Thursday, July 21, 2011

The Black Swan Isn't the Debt Ceiling, It is Holders of U.S. Treasuries Asking for Cash Rather Than Rolling the Paper

And don't think it can't happen.
Here's TIME Magazine, February 16, 1959:
Business: Bond Failure
The U.S. Treasury offered $9.1 billion in new securities last week to private holders of maturing debt and got a shock. It had hoped to persuade most of the holders of maturing issues, bearing 1⅞% and 2½% interest rates, to trade them in for new Government securities paying 3¾% and 4%. Instead, owners of more than 20% of the old issues demanded to be paid off in cash, the biggest such demand in six months.

To help make up the difference, the Treasury must go to the public this week with a $1.5 billion emergency issue.

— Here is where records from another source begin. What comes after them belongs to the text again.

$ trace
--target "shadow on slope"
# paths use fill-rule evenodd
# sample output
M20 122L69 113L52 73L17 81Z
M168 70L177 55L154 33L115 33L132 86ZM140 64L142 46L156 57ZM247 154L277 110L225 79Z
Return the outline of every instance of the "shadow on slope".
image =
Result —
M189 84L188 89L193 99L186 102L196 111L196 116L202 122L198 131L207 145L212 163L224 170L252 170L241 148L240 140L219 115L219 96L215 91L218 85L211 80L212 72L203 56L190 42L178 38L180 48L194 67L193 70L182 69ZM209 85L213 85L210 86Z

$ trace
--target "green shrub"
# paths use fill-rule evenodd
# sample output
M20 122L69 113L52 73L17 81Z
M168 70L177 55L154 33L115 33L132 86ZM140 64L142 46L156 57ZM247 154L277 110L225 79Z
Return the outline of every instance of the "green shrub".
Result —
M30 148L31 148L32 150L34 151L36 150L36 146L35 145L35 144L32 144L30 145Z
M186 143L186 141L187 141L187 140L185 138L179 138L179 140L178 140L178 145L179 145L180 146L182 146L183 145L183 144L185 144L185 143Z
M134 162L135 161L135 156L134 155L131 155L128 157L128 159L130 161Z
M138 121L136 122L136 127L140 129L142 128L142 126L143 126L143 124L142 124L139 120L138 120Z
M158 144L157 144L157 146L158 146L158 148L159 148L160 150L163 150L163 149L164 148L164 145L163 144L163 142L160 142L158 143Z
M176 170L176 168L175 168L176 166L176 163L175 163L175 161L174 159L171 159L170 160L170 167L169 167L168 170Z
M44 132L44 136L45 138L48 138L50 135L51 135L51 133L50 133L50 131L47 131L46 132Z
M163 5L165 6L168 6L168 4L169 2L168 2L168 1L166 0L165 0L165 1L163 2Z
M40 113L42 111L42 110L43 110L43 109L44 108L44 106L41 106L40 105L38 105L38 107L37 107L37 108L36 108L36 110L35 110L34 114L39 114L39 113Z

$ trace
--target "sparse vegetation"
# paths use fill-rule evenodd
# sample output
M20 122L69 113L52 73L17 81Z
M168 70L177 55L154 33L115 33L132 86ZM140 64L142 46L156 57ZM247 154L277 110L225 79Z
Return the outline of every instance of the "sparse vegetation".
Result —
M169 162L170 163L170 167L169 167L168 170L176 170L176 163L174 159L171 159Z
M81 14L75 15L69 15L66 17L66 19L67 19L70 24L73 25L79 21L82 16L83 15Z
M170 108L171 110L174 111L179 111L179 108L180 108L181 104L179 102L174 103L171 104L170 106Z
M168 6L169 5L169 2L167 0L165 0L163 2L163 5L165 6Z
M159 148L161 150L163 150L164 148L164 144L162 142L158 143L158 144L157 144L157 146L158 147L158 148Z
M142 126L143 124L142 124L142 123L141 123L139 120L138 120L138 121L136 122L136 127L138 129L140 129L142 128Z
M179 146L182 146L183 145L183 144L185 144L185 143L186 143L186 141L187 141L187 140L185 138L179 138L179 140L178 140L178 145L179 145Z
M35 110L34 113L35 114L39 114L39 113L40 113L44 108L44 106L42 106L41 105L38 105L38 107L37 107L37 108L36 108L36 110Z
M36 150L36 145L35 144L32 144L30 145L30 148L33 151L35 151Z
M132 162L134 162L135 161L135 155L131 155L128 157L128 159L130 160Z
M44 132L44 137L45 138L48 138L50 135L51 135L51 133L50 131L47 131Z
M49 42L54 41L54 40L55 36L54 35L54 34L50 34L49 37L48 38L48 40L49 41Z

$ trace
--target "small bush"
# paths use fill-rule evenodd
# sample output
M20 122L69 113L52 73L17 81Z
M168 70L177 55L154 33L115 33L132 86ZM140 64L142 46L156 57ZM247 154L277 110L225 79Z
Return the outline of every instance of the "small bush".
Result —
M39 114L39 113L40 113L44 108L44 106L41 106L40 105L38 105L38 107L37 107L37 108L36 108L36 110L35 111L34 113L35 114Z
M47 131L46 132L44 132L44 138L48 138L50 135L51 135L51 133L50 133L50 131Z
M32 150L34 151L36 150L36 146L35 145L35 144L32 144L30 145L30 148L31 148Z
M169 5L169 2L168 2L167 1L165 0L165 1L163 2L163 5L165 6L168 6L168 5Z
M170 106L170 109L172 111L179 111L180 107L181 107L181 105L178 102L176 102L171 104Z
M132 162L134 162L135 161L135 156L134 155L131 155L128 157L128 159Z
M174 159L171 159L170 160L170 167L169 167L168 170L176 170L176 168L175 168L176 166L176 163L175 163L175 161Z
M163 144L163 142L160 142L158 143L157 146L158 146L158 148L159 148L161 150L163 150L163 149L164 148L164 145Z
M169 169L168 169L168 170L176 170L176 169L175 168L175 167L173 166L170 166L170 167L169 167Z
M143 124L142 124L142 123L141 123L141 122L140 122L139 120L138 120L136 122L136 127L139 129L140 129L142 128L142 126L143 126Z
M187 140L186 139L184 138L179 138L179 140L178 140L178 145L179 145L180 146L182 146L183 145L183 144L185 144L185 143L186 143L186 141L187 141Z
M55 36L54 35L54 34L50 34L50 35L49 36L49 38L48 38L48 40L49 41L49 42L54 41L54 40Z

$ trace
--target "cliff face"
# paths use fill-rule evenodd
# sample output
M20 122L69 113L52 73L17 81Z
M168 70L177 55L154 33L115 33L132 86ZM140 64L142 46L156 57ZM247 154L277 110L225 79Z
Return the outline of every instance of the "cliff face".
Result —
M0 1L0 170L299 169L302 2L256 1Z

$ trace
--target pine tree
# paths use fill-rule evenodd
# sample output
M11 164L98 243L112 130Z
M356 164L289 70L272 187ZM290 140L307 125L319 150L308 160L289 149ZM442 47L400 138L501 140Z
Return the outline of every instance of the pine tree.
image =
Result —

The failure of the latest debt "rollover" attempt was a fresh sign of softness in the Government bond market—and of the size of Secretary of the Treasury Robert Anderson's task of refinancing $42 billion of Government securities falling due this year. At a time when most investors want to buy stocks, real estate or other things as a hedge against inflation, Anderson is finding the public increasingly uninterested in bonds.

Furthermore, Wall Streeters thought he had made a mistake in trying to sell securities with one year as the shortest maturity. At a time when investors were trying to figure how high interest rates might go, too many of them did not want to tie up their cash for a year.

Anderson's troubles began last spring when it became clear that the Treasury would have to raise up to $12 billion to cover the Government's deficit for this fiscal year....MORE 
We're racking up $12 Billion every three days.